5 things to remember when developing a new assay

1. Specify molecule and state precisely what property of that molecule is to be tested

This is the foundation of assay development. Researchers may intend to measure a total amount of a specific substance, a distinct portion, or both. The parameters of the assay need to be determined, such as, whether the goal is to establish the amount of a substance, or its biological function. The assay must be designed to produce specific information about the molecule that is under examination.

2. Identify the molecule source

The source of the molecule often dictates the sample quantity and accessibility, and also is the determining factor for the concentration of the molecule in question. Source samples may be obtained from bodily fluids, biopsy sections, or cells cultured in vitro, which vary in availability. Researchers will be able to develop the assay workflow only after source factors are considered.

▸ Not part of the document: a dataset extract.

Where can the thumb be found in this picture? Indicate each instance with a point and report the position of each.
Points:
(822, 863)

3. Determine the stability of the molecule during the course of the assay

Some molecules will require special precautions before samples can be collected and prepared for testing. Oxidation, enzyme activity, and other modifications may occur to the molecule as the assay progresses. Researchers need to ensure that the molecules retain their biologically relevant form, which may require reducing agents, or specific inhibitors. If the quality of the molecule is compromised, the assay data is irrelevant.

4. Determine number of samples included in assay

Some assays will be designed around a few samples that allow the researcher to develop an extremely comprehensive and complex assay. If large numbers of samples are to be assayed, hundreds or thousands, completing the assay may require streamlining efforts and introducing automated options.

5. Determine how the results will be measured

Clinical researchers must determine what measurement will be used to evaluate the assay process. Assay measurements may include:

1. Qualitative, which typically only reports a pass or fail or a positive or negative.
2. Semi-quantitative, which provide more graduations than a pass or fail and indicate results on a general scale.
3. Quantitative measurements for researchers who require correct and exact numeric measurement of the substance being assayed.